Rabu, 09 Oktober 2013

Say no to Impor Pangan (Catatan Optimisme Ketahanan Pangan Indonesia)

Oleh: Ali Topan DS

Konon, Indonesia dijuluki negara agraris. Negara kepulauan dengan lahan kosong nan subur untuk bercocok taman. Tak ragu, grup musik kawakan, Koes Plus, dalam lirik lagunya mengatakan “orang bilang tanah kita tanah surga, tongkat kayu dan batu jadi tanaman”. Lirik lagu tersebut mengantarkan pesan pada pendengar, bahwa alangkah suburnya tanah Indonesia.

Kesuburan tanah membuat hasil pertanian dan perkebunan melimpah. Jika untuk menghasilkan padi guna memenuhi kebutuhan jutaan manusia Indonesia, tentu kesuburan tanah Indonesia tidak kesulitan. Demikian juga untuk menghasilkan tanaman holtikultural. Tetapi, untuk menikmati hasil pertanian dan perkebunan sendiri (lokal) yang melimpah hanya tinggal big dream. Pasalnya, sampai saat ini. Pemerintah masih mengimpor bahan pangan. Ironisnya, kebijakan impor oleh pemerintah dirasa cukup besar dan terus menerus. Bahkan Franciscus Welirang menduga ada pihak-pihak yang sengaja mempolitisasi persoalan pangan. Kartel pangan kerap memegang peranan penting dalam industri importasi.

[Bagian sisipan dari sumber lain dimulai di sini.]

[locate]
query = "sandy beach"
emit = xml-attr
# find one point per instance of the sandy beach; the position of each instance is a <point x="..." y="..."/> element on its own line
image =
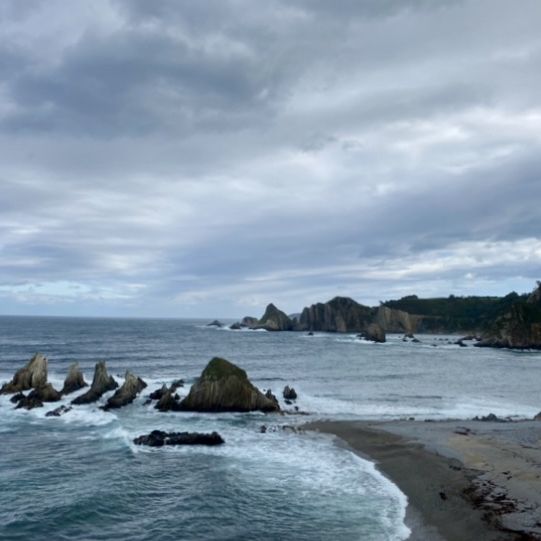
<point x="465" y="480"/>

Pemerintah SBY pun mendapat julukan pemerintah yang “kecanduan” impor. SBY dinilai gagal memperlihatkan agrarisnya Indonesia. Hal ini didasari lemahnya perhatian pemerintah disektor pertanian. Ukurannya cukup sederhana, bahwa dana untuk meningkatkan sektor pertanian hanya 1,3 persen dari total APBN 2013. Kenyataan pahit ini harus dihadapi. Beberapa pakar ekonomi kemudian menawarkan konsep guna mengurangi pasokan impor.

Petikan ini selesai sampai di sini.